На фото Мир, бритый, с гопницкой ухмылкой, с серьгой в ухе стоял, небрежно прислонившись к монстру, отдаленно похожему на мотоцикл. Я в свои восемнадцать на такое чудовище взгромоздилась бы только под страхом смертной казни. Ну, или если бы мне предложил вот этот вот синеглазый рэкетир.

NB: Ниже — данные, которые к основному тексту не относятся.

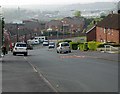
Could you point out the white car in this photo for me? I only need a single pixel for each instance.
(20, 48)
(45, 43)
(63, 47)
(51, 45)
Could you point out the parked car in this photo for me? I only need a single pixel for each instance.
(29, 47)
(63, 47)
(51, 45)
(20, 48)
(45, 43)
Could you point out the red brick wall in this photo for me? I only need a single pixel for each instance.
(91, 36)
(109, 35)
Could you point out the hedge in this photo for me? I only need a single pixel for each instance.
(74, 45)
(92, 45)
(83, 46)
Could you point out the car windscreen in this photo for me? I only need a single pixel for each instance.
(65, 44)
(51, 43)
(21, 45)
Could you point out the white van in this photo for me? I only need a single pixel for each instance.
(33, 41)
(63, 47)
(40, 38)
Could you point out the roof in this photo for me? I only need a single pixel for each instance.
(111, 22)
(91, 29)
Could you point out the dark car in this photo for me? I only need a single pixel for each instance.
(29, 47)
(51, 45)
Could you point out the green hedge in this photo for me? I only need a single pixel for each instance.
(74, 45)
(83, 46)
(92, 45)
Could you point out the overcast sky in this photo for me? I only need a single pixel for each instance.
(48, 2)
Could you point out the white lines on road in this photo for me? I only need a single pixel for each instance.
(72, 56)
(40, 74)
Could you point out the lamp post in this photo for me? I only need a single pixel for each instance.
(57, 33)
(49, 30)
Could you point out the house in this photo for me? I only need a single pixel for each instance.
(67, 24)
(107, 30)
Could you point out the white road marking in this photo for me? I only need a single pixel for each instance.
(40, 74)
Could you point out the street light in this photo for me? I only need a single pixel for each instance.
(49, 30)
(57, 33)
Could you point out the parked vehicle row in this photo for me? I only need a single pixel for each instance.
(20, 48)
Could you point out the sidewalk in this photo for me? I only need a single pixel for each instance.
(19, 76)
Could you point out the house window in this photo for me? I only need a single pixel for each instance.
(104, 30)
(109, 31)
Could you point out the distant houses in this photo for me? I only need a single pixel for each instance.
(67, 24)
(107, 30)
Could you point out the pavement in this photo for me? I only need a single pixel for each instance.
(19, 76)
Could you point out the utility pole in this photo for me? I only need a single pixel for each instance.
(3, 25)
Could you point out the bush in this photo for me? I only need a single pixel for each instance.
(83, 46)
(92, 45)
(67, 41)
(63, 41)
(74, 45)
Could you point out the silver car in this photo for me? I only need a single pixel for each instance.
(20, 48)
(63, 47)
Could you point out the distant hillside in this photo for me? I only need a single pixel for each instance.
(89, 6)
(92, 6)
(48, 12)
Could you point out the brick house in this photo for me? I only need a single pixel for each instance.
(107, 30)
(67, 24)
(91, 34)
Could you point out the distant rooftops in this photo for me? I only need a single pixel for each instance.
(111, 22)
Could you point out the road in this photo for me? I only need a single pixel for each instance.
(73, 72)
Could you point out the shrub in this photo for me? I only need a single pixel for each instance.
(67, 41)
(74, 45)
(83, 46)
(92, 45)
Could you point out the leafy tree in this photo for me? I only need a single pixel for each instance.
(77, 13)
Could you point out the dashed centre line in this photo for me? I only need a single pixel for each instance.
(73, 56)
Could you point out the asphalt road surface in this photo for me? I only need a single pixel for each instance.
(72, 72)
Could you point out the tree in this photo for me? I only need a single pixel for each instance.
(77, 13)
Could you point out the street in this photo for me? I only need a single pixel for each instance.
(73, 72)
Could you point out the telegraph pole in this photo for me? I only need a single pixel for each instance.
(3, 25)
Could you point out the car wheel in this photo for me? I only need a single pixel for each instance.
(25, 54)
(57, 52)
(14, 53)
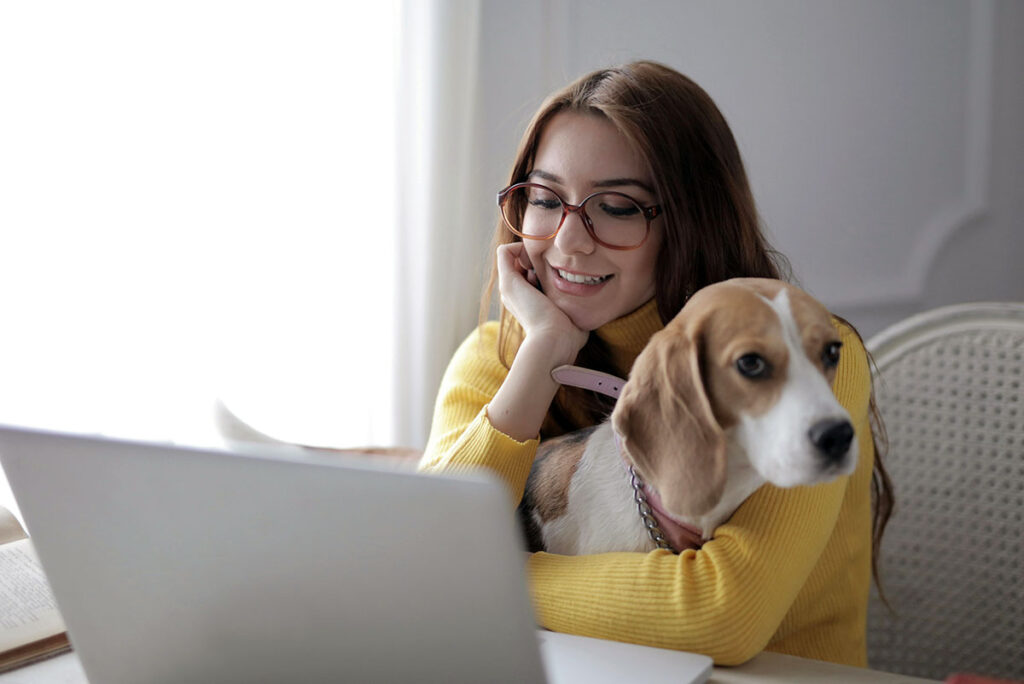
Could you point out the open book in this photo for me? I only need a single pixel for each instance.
(31, 627)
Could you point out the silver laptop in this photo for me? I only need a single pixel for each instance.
(174, 564)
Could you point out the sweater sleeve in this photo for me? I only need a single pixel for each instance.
(728, 598)
(462, 437)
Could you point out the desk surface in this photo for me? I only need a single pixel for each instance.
(765, 669)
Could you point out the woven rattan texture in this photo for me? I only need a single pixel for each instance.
(952, 561)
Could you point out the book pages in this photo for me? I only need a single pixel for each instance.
(28, 609)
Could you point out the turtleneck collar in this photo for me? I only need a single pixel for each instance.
(626, 337)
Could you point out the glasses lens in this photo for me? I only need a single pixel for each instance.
(532, 211)
(616, 219)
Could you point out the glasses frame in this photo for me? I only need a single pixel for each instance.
(649, 213)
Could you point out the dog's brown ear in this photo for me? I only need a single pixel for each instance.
(668, 429)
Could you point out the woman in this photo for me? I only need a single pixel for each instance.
(643, 146)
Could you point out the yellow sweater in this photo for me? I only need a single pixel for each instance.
(788, 572)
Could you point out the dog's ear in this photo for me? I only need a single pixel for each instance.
(667, 427)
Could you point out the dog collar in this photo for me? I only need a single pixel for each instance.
(664, 529)
(576, 376)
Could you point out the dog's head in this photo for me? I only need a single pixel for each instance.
(749, 359)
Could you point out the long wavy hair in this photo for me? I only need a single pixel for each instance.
(711, 230)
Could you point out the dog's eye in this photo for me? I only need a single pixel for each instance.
(752, 366)
(830, 354)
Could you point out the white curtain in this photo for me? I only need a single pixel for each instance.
(444, 216)
(197, 199)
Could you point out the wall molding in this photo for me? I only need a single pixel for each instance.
(909, 287)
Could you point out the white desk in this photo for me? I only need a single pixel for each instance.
(765, 669)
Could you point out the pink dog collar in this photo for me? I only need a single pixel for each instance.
(574, 376)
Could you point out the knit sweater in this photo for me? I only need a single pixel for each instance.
(790, 571)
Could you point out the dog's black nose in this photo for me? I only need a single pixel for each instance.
(832, 437)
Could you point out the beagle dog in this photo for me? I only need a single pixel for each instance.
(735, 391)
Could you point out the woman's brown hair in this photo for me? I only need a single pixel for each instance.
(711, 227)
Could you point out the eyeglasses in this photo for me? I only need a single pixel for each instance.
(615, 220)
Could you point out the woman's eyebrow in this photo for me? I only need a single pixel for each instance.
(543, 175)
(610, 182)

Он был в футболке, и на руках отчетливо виднелись татуировки-линии энергетических каналов.

— До восемнадцати мы обязаны скрывать каналы, — пояснила Ольга, явно следя за моим взглядом и ходом мыслей. — А после — по желанию. Мир перестал сразу же, как только получил такую возможность.

На другой фотографии была запечатлена компания таких же гопников (эго удовлетворенно отметило, что мой — самый симпатичный). Еще несколько фото в общем-то отображали ту же картину.

— Тут помладше. Пятнадцать вроде.

В пятнадцать у него было побольше волос, не было серьги и татуировок, но был тот же задиристый взгляд, толстовка с черепом, куча какого-то металлолома на рюкзаке и общий вид ребенка, которого из школы лучше сразу выставить, во избежание.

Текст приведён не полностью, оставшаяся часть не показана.